Other investors include Andy Murray OBE; Michael Whitfield and Chris Bruce (founders of Thomsons Online Benefits); Bernie Sinniah (former managing director at Citi Bank); and Alwin Magimay (a former partner at McKinsey).
Designed for organisations that want to support teams with self-directed learning and the development of “business-critical” skills, HowNow is described as an integrated learning platform that autonomously curates learning resources, “business intelligence” and market insights that live in various internal and external sources.
The idea is to bring together these different learning resources — ranging from “nuggets” of knowledge shared by existing employees to internal data to external content libraries, blogs and podcasts — and match these to different job descriptions and employee skill-sets.
This is powered by a browser extension and integrations with Slack, Salesforce, HubSpot and more than 300 other apps. Machine-learning is also employed to push the right content to the right employee.
“Employers can also use HowNow to identify skills gaps within the company based on job market data, via HowNow’s real-time analytics and built-in certification,” adds the company. To achieve this, the platform claims to monitor more than 20,000 job specifications to understand the in-demand skills and requirements companies are searching for.
“Based on self-review, peer-review and real-time job market data we build the user’s skill profile as they onboard the platform,” explains HowNow co-founder and CEO Nelson Sivalingam. “Once in HowNow, they see learning recommendations based on assigned learning pathways, their role, skill requirements and internal benchmarks.
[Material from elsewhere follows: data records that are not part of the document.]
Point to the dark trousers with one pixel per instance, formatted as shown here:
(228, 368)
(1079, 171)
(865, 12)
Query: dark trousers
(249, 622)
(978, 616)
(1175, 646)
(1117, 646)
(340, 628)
This content is brought together from a variety of their internal sources (G Drive, Sharepoint, CRM, etc.), external sources (content libraries, blogs, podcasts, etc.) and the autonomously organised knowledge shared by their peers directly on HowNow.”
Employees can then access these learning resources directly within the applications they already work with and receive contextually relevant suggestions powered by HowNow’s “AI.” “For example, they can be in Slack and search all of their learning resources directly from their using the HowNow Slack app,” says Sivalingam. “They can also convert a message from a colleague into a nugget that will get stored and autonomously organised in HowNow.”
Similarly, Sivalingam says that, via HowNow, client-facing teams are able to access up-to-date product knowledge, business intelligence and market insights directly within their inbox, CRM and help desk, which enables them to reduce customer response times.
“Fast-growing companies like GymShark are able to capture the knowledge in the heads of their internal subject matter experts by giving them a quick and easy way to share knowledge, build a glue between scattered content, avoid repeat questions and get everyone on the same page,” he adds.
To that end, I’m told that more than 500,000 users currently use HowNow within over 125 businesses. These range from SMEs to larger organisations, across 14 different countries. A classic SaaS play, the startup generates revenue through a licence fee per user.